Puoi ascoltare il mio podcast su: Apple Podcasts | Google Podcasts | Spotify | Cos'è?
Il Ritratto dei coniugi Arnolfini, datato 1434 e firmato («Johannes de Eyck fuit hic»), è probabilmente l’opera più celebre del pittore fiammingo Jan Van Eyck (1390 ca.-1441). Si tratta del doppio ritratto di Giovanni Arnolfini, ricco mercante di Lucca trasferitosi nelle Fiandre per curare gli affari di famiglia, e di sua moglie, la cui identità non è stata ancora chiarita. I due sposi facevano parte della comunità di mercanti e banchieri italiani residenti a Bruges. Il dipinto appartenne per un certo periodo agli Arnolfini, poi entrò a far parte della collezione reale spagnola e intorno alla metà del XIX secolo fu acquistato dalla National Gallery di Londra, che ancora oggi lo espone.
L’uomo e la donna, riccamente abbigliati, sono mostrati nella loro camera da letto, descritta in ogni minuto dettaglio, mentre si rivolgono allo spettatore tenendosi per mano. Giovanni Arnolfini, dall’aspetto assai severo, sta compiendo un gesto cerimonioso con la sua mano destra, che può essere interpretato sia come saluto sia come giuramento. È assai probabile che i due stiano pronunciando la loro promessa di fedeltà matrimoniale alla presenza di testimoni.
Gli Arnolfini, infatti, non sono soli nella stanza. Un grande specchio convesso alle loro spalle riflette l’ambiente nella sua totalità e ci rivela che sono presenti altre due figure, una delle quali sarebbe lo stesso Van Eyck (che difatti si firmò asserendo di “essere stato lì”). Tale espediente geniale coinvolge l’osservatore nell’evento che si sta svolgendo, attraverso una finzione illusoria ma del tutto verosimile.
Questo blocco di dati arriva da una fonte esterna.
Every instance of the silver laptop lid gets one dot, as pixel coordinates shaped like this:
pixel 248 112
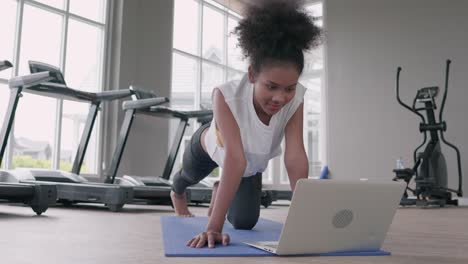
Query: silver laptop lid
pixel 334 216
L’opera, magistrale per la sua eleganza e la minuzia di ogni particolare, ci propone una delle più belle rappresentazioni di ambiente domestico del Nord Europa. Osserviamo il muro screpolato, le tavole del bel pavimento ligneo, piuttosto larghe e poste con una connessione geometrica che serve a dare l’indicazione di una prospettiva centrale. Anche il solaio è in legno, con travi dallo stretto intervallo, disposte in senso longitudinale. Lo splendido lampadario che domina al centro ha un corpo centrale tornito e i bracci riccamente sagomati.
Il letto è a baldacchino; la tappezzeria, di un bel rosso acceso, è la stessa che fodera i cuscini sulla panchetta. L’ambiente è come ovattato, pervaso da una certa calda atmosfera familiare. A sinistra, sotto la finestra, s’intravede un mobile basso sul quale è stata posata la frutta.
La luce filtra dalla grande finestra a croce, tipica del Rinascimento del Nord, i cui vetri sono a fondo di bottiglia, connessi a piombo; i portelli inferiori lasciano intravedere il paesaggio esterno. Si osservi che, per motivi di economia, solo la parte superiore della finestra è munita di vetri; le imposte, però, si possono chiudere anche solo parzialmente, per riparare dal freddo nei giorni invernali senza lasciare la camera nella completa oscurità.
L’immagine, nonostante sia permeata da un profondo senso di quotidianità, è ricca di simboli che rimandano al vero tema affrontato dall’artista, quello del matrimonio. La donna, che ha un atteggiamento di sottomissione nei confronti del marito, raccoglie sul ventre un lembo del suo ampio vestito: gesto di buon auspicio che allude alle sue future gravidanze. Anche il colore verde dell’abito simboleggia la fertilità.
Il cane raffigurato ai suoi piedi, ben più espressivo dei due padroni, è simbolo di fedeltà coniugale. Persino la frutta simboleggia il frutto del matrimonio, dunque i figli che verranno.
L’unica candela accesa nel lampadario indicherebbe che i due sposi sono diventati una cosa sola, ma potrebbe anche essere un simbolo di Dio, presente nella vita dei due coniugi.
Perfino i semplici zoccoli di legno del marito, dalle stringhette di cuoio invecchiato, e le pantofole rosse della moglie ricordano che quel luogo è reso sacro dalla promessa coniugale: per questo gli sposi stanno umilmente a piedi nudi.